Happy birthday Tracy! I am so grateful for your sharing your experiences and insights so publicly. Your site has been a godsend to me the past 8 months since my STBXH left me and our three young children. Everything described here is what I went through. Before finding your site, I felt so alone in the surreal experiences I went through on multiple DDays and fake reconciliation. I also turned 40 this year like many of the writers. For my 39th birthday, my STBXH went shopping for my present with the woman who was his AP. I didn’t know she was AP at the time (she was a married friend of mine) but something made me very uncomfortable about it. He always made me feel like I was crazy for being suspicious – your comment about feeling relief when you find out it is true that your partner is cheating spoke to me – I finally knew I wasn’t crazy. My divorce lawyer had me hire a private investigator and I learned about the AP and that he was cheating on the AP with a 20 year old (he is 41). Anyway, I just wanted to thank you for helping me put into perspective what I’ve bren through and give me hope for a better future. Wishing you all the best!
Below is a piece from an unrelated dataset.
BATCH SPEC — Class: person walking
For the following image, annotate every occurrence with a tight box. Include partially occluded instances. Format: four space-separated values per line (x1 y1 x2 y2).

There are very few sayings that have stuck with me over the years. Someone quoting “Codependency is the addiction to the POTENTIAL of things” is what first drew me to check out your site. I still believe it’s quite brilliant and quite true. Happy belated Birthday CL. Thank you so much for doing what you do and telling it like it is.
Happy Birthday, Tracy. I always felt September babies were after thoughts of passion during New Years celebrations.
Hope it was a delightful one this year!